Companies will pursue different strategies to protect value and seize opportunity in 2017. Many organisations will be defined as Arks, Sharks or Whales by their response.
- Arks will be defensive and focus on core businesses and markets. They will shed non-performing assets, reverse unsuccessful mergers, cut costs, and delay expansion. While particularly associated with mining and oil and gas due to the collapse in commodity prices, the Ark strategy also characterises retrenchment by retailers and re-shoring by manufacturers.
- Sharks are less risk-averse and will hunt for opportunities in new activities and locations. Financial services facing regulatory uncertainty and the rise of competing power centres in the emerging world is likely to take on risk to capture first-mover advantages in frontier markets or disruptive sectors.

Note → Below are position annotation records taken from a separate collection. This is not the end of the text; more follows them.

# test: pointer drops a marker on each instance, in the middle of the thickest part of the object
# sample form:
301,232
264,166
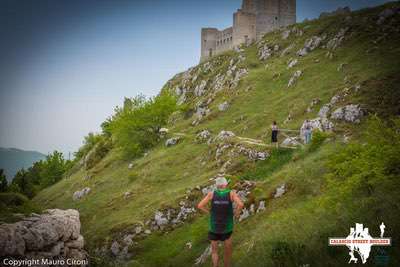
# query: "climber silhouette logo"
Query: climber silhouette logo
360,241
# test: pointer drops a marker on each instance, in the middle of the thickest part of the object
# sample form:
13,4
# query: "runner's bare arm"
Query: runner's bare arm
203,203
239,203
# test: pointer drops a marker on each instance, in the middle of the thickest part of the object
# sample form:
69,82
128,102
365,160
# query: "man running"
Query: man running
221,219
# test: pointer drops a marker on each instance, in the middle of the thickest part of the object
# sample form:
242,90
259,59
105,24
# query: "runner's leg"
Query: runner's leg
228,252
214,253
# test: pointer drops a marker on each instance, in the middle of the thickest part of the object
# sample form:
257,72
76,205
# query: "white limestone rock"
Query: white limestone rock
223,106
172,141
292,63
294,78
350,113
280,191
81,193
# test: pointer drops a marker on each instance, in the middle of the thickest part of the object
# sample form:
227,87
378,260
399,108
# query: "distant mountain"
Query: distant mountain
13,159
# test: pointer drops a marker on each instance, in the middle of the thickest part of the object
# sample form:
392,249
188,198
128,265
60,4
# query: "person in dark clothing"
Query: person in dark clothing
221,218
274,135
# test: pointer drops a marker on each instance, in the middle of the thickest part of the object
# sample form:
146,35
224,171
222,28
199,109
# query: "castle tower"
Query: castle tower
250,23
248,6
208,42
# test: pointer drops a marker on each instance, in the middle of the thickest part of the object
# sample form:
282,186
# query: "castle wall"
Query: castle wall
250,23
224,40
208,42
244,28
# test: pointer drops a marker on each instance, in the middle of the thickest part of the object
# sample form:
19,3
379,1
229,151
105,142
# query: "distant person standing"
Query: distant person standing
307,132
274,134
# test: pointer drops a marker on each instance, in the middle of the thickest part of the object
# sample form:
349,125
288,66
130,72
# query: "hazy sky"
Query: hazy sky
65,64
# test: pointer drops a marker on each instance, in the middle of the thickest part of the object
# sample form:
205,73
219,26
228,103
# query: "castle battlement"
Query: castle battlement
250,23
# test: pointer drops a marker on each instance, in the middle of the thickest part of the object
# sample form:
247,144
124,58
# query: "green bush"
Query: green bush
98,152
135,126
277,159
42,174
13,199
317,140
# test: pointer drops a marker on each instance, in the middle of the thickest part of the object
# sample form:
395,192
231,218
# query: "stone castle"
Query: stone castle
250,23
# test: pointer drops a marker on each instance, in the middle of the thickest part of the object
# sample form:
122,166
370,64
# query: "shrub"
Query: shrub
317,140
135,126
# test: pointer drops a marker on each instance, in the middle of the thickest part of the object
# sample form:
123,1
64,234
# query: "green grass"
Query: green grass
308,211
263,169
15,205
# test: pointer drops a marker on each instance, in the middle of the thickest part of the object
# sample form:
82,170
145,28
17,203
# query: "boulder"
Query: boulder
285,34
172,141
160,219
265,52
51,234
81,193
294,78
292,63
324,111
310,45
313,103
127,194
115,248
320,124
337,40
339,11
350,113
261,206
163,131
280,191
200,89
388,12
224,135
204,256
203,136
287,50
291,141
223,106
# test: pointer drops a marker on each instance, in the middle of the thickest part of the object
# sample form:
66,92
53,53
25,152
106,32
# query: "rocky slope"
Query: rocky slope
54,235
142,212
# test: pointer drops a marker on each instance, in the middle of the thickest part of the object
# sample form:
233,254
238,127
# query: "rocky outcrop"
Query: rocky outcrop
313,103
172,141
388,12
291,141
223,135
280,191
292,63
81,193
203,136
294,78
265,51
320,124
339,11
223,106
337,40
310,45
54,234
350,113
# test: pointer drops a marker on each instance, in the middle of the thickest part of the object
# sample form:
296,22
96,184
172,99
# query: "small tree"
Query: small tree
135,126
3,181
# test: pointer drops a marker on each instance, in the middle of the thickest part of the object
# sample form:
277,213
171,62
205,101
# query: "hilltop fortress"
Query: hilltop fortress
250,23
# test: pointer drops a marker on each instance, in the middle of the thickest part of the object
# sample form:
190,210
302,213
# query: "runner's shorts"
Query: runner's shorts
219,237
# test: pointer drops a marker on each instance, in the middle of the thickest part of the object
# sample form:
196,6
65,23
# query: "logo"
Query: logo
359,240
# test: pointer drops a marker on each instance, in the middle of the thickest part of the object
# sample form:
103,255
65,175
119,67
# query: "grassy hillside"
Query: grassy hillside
324,197
12,160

- Whales will take advantage of their deep pockets and cheap financing to engineer mega-mergers and monopolise markets. Their main risks are economic nationalists and competition regulators. Consolidation strongly characterises the technology sector, pharmaceuticals, and agribusiness, which have often arbitraged regulatory environments to gain dominant market positions.
East Africa outlook
The Jubilee Party of Kenya is likely to secure another term in office. However, due to opposition pressure, it is likely the months ahead of the polls will be marked by instability and localised violence in particularly contentious constituencies.
The ruling party Ethiopian People's Revolutionary Democratic Front is expected to retain power through continued repression of opposition forces and the introduction of limited political and economic reforms. Fractures within the coalition will become more visible, complicating attempts at more comprehensive reforms to diffuse tensions and woo back investors.
President Magufuli is expected to continue his austerity and reform programme while showing a growing nationalistic stance, increasing fiscal and regulatory risks to business.
Uganda and Sudan
Growing trends of insecurity and economic hardship will pose challenges to the power of two of the region’s longest standing leaders and have the potential to facilitate a surprise change at the top.
Sporadic acts of terrorism will continue, mainly affecting border areas of Kenya. Attacks under the banner of so called Islamic State are expected to remain opportunistic, unsophisticated and directed at symbols of the state, particularly security forces.
Daniel Heal continues, “For businesses to succeed in this diverse region, it is important to take a threat-led approach and understand the unique and evolving risks that could impact the business in that specific market.”